当初の予想一口当たり9,620円のところ9,650円で着地しました。

NOI利回りは確実に上昇中
20180819日本ビルファンド投資法人NOI・NCF利回り

 2018年6月期は、前期に売買契約締結済であった「NBF日比谷ビル」(信託受益権、譲渡価額:640億円)と「六本木ティーキューブ」(信託受益権、取得価格:628億円)の取得及び既保有物件である「セレスティン芝 三井ビルディング」の持分(不動産、取得価格:195億円)の追加取得について、2018 年3月30日付で引渡しを完了しました。この結果、「セレスティン芝三井ビルディング」は、1棟完全所有となりました。
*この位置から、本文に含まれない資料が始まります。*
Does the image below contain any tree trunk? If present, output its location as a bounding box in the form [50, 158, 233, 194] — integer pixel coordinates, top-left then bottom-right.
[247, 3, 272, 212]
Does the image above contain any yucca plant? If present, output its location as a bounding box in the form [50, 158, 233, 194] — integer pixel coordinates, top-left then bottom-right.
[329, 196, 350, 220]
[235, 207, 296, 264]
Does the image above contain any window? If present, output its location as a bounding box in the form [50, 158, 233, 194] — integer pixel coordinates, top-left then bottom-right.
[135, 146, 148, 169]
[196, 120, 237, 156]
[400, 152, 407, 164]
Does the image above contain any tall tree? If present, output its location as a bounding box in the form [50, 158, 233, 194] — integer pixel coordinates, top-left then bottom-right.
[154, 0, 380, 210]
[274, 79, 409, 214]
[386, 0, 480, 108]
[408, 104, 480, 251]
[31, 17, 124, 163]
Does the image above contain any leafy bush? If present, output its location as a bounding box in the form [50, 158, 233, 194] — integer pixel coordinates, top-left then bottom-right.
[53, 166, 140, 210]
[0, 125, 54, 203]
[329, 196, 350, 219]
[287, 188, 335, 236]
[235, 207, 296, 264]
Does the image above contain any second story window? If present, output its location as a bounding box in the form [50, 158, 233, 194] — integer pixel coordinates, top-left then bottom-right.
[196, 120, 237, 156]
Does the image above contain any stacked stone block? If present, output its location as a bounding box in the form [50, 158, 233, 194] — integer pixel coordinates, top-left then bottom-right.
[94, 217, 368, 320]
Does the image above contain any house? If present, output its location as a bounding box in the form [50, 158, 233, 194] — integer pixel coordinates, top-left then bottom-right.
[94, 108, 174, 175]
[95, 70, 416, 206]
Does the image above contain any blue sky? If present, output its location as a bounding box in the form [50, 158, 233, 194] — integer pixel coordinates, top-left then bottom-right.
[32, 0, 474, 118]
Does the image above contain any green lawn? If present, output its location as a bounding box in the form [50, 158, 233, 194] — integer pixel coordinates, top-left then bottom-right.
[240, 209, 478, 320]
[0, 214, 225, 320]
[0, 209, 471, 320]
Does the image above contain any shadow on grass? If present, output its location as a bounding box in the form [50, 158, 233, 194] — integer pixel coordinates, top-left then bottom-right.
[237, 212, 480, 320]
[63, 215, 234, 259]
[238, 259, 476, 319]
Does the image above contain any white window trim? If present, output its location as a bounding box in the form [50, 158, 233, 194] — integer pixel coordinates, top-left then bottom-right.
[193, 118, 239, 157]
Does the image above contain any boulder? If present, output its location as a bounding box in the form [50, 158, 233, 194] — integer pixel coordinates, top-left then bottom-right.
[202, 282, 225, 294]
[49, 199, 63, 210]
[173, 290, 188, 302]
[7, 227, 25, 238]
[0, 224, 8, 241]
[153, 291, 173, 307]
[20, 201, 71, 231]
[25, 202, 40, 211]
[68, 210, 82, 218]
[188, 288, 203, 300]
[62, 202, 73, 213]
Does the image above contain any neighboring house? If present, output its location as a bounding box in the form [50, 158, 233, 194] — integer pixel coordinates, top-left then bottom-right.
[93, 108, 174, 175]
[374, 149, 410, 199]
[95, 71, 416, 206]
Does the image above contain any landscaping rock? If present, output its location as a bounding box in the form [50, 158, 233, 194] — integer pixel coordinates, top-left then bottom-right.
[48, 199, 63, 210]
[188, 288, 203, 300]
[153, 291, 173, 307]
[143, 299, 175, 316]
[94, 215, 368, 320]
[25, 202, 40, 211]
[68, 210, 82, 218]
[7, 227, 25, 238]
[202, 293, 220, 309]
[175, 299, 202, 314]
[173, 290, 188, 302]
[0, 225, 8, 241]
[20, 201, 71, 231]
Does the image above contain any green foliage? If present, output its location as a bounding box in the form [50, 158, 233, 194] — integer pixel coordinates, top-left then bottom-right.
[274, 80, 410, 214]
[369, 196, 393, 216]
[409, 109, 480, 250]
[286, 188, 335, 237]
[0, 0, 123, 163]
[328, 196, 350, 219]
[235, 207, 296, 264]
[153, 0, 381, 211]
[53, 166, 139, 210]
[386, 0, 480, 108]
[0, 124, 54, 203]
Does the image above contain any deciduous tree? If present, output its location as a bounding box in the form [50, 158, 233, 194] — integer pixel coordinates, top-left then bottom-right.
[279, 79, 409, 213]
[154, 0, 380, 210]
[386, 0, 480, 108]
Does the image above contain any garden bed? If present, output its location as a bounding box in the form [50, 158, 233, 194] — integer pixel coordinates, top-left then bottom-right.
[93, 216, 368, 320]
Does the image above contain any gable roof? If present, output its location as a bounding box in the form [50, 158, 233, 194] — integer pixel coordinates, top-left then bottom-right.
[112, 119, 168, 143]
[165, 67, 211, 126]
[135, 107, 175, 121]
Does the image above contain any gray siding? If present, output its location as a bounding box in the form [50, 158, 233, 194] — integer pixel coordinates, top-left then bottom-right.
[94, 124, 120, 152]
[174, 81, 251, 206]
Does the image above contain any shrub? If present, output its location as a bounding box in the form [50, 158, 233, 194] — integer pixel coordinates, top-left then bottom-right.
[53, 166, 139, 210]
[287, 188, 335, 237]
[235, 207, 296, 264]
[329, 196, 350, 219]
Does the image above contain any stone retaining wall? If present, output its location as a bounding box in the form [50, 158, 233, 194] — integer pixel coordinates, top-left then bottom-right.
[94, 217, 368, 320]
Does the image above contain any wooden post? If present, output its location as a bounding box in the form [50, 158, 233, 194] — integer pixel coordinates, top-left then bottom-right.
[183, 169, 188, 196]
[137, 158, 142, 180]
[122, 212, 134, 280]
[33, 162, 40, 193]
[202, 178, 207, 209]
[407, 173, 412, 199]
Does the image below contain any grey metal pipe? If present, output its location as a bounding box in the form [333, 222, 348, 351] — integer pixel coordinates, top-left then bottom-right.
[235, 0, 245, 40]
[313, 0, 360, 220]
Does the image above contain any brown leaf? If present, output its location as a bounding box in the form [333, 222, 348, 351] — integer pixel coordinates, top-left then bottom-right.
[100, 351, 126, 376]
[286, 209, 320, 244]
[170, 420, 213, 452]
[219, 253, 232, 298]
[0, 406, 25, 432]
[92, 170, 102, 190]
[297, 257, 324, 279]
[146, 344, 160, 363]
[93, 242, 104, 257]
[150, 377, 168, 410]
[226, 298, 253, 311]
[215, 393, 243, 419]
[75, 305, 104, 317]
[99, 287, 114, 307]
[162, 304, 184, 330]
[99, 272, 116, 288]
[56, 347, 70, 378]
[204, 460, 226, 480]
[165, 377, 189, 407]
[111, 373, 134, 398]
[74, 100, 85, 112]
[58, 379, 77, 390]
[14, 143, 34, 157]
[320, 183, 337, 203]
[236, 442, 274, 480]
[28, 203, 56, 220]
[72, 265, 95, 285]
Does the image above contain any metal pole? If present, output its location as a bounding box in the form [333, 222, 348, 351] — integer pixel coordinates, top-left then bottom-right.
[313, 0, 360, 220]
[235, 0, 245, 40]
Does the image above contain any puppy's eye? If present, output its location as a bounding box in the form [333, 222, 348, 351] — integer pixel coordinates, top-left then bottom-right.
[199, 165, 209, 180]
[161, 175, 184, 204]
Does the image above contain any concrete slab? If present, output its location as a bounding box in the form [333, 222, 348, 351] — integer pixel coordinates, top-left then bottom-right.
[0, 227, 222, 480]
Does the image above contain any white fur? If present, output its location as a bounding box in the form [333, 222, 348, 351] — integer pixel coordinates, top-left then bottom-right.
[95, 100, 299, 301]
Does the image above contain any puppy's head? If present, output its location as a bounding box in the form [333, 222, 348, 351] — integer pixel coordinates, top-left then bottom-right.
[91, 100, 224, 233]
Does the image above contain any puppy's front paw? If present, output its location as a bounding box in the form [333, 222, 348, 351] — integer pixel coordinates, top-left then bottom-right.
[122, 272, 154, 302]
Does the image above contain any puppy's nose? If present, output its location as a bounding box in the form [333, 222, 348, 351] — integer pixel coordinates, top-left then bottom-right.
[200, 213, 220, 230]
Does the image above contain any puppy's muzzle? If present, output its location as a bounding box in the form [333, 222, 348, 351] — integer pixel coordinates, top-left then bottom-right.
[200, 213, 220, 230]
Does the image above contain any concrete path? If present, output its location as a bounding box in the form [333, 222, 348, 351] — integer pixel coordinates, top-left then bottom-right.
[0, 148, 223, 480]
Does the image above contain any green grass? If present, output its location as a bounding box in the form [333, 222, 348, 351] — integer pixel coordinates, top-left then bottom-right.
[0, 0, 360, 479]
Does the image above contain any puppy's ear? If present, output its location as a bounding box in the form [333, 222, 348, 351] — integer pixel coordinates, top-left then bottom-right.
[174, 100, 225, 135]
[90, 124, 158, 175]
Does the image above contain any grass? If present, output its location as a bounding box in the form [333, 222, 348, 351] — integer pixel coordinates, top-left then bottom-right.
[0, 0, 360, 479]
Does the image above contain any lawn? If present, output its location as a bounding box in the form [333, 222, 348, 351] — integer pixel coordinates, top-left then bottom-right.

また、2018年3月8日付で既保有物件である「大崎ブライトコア・ブライトプラザ」の持分(不動産、取得価格:97億円)の追加取得について売買契約を締結し、2018年3月30日付で引渡しを完了しています。
 保有物件については、マーケット動向を把握した適切かつ柔軟なリーシング活動及びテナントリレーション強化による稼働率の維持と賃料増額改定の取組み強化により、安定的な賃貸事業収入の拡大を図っています。また、戦略的かつメリハリのある追加投資を行うとともに、工事実施時期及びコストの適正化により費用の削減により結果、2018年6月期末時点において、投資法人が保有する物件数は72物件、取得価格合計は1兆1,050億円、総賃貸可能面積は1,084,931㎡(328,191坪)となりました。また、2018年6月期末時点のポートフォリオ全体の稼働率(サブリース勘案後)は99.4%(前期末比0.5ポイントの上昇)、テナント総数(サブリース勘案後)は1,532となっています。 NBF日比谷ビルの譲渡益を圧縮積立金として内部留保してしまっているのが少し残念です。


LTVは40.9%と低めにて継続中

 2018年6月期の財務面についてですが、そもそも日本ビルファンド投資法人はLTVの上限の目途を56%としつつ、当面のターゲットを36%から 46%に定め、保守的な財務運営を行っています。 2018年6月期においては、長期借入金290億円及び投資法人債100億円の合計390億円が返済・償還期限を迎えました。これらの返済・償還資金及び物件の取得資金の一部として、長期借入金、短期借入金の借入れ並びに第16回無担保投資法人債(発行総額50億円、期間7年)及び第17回無担保投資法人債(発行総額50億円、期間20年)の発行により、合計430億円を調達しました。なお、機動的な資金調達及び借換えリスク軽減等のための安定的な調達基盤の確保といった観点から、極度額総額600億円のコミットメントラインを設定しています。これらの結果、LTVは40.9%、長期固定金利比率は93.3%となっています。